Posted by: Abhay | 2011.11.30 at 21:10
The thing about it being useful to retailers is that it really only would be if a retailer was a complete moron and/or totally unaware of what his or her customers were buying for a nearly 3 month period. Nobody waits on the Beat's write-ups to find out which Image books are a hit and which aren't, or whether or not people are sticking with the latest iteration of Superman. That's information they get on the day to day without even attempting to seek it out. And even if they don't--if there really is some fantasy retailer who is so closed off that they have no idea which comics their customers are buying from them, retailers who forgot the titles of what they sell the minute after they sold a copy of them...that person isn't going to change what they do because of what the numbers for pre-orders might have been 3 months ago at other stores. Incompetence doesn't start at one end and then disappear just in time to prove the part of an argument that people want it to prove, and if our made-up retailer idiot is so dumb he can't figure out how many copies of Superman he's been selling, he's also too dumb to look at sales numbers and say "Hey, maybe I should order less Black Panther comics". Stupid is an all the time job, you don't clock in.

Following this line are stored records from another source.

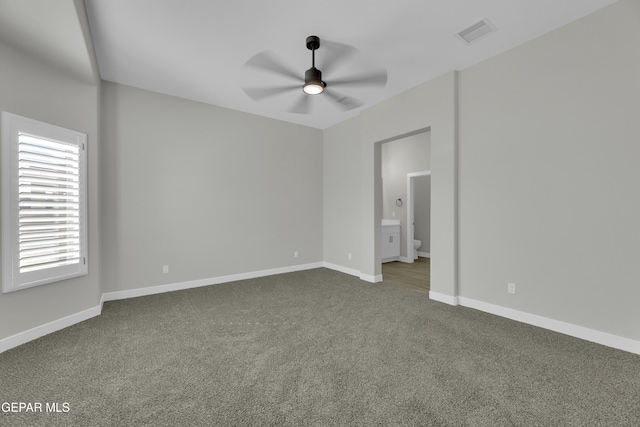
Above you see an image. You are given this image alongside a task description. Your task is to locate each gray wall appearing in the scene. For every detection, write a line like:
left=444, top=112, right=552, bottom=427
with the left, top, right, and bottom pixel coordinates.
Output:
left=0, top=41, right=101, bottom=339
left=323, top=117, right=361, bottom=272
left=324, top=72, right=457, bottom=298
left=381, top=132, right=431, bottom=257
left=100, top=82, right=323, bottom=292
left=459, top=0, right=640, bottom=340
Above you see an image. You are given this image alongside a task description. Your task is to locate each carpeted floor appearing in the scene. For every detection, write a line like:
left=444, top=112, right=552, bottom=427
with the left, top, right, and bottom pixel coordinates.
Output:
left=0, top=269, right=640, bottom=426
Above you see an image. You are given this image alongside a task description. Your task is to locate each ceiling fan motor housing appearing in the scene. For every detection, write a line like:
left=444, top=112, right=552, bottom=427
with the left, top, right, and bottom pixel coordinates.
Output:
left=307, top=36, right=320, bottom=50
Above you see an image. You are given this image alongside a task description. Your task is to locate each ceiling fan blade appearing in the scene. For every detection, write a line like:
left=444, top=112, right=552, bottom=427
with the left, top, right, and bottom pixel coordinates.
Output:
left=323, top=88, right=364, bottom=111
left=244, top=50, right=304, bottom=82
left=289, top=94, right=315, bottom=114
left=242, top=85, right=302, bottom=101
left=327, top=70, right=387, bottom=87
left=318, top=40, right=358, bottom=75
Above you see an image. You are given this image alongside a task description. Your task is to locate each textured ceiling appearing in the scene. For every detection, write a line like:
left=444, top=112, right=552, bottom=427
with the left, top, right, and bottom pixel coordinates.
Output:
left=80, top=0, right=614, bottom=129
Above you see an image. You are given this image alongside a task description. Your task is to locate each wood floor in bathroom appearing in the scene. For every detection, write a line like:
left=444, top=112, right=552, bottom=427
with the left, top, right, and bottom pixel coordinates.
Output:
left=382, top=257, right=431, bottom=292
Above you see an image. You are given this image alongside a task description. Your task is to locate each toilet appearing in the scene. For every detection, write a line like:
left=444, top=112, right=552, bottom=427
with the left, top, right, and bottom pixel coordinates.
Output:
left=413, top=240, right=422, bottom=259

And on the rest of what you're saying--yes, totally. The only buying team left in the Big Two with any vocal power is the continuity people--that's who has been catered to, that's who the books are made to please. Those guys pay the bills for this part of the industry, turning on the Tucker Stone's of the world is a sure-fire way to go flat broke in a hot minute. Those rules weren't made by the consumer. They weren't made by the retailer either. That's all DC and Marvel. Passing the buck anywhere else is a joke.
Posted by: tucker stone | 2011.12.01 at 00:23
This piece just makes me want to never read comics or anything about comics ever again
Posted by: WIKIPEDIA FUN TIMES | 2011.12.04 at 23:44
Man im diggin DD too but that is still entirely too much bitching about cynicism from a guy whose name appears on every issue of Irredeemable.
Like you can be the guy who pitches a fit about the guy getting his socks blown in the big-boys chair, or you can be the guy who serves his wife divorce papers on her sickbed. Nobody gets both.
Posted by: dangermouse | 2011.12.07 at 23:19
Wow, you're from Helen? You're right, that is a fucked-up creepy town. I tried going there for Oktoberfest but the abandoned germanic theme-park vibe seriously creeped me out.
Posted by: futuredracula | 2012.01.01 at 17:40
Helen is like Mountain Dew in that it proves, without exaggeration, that certain things are only tolerable if the participant suffers from a severe crystal meth addiction.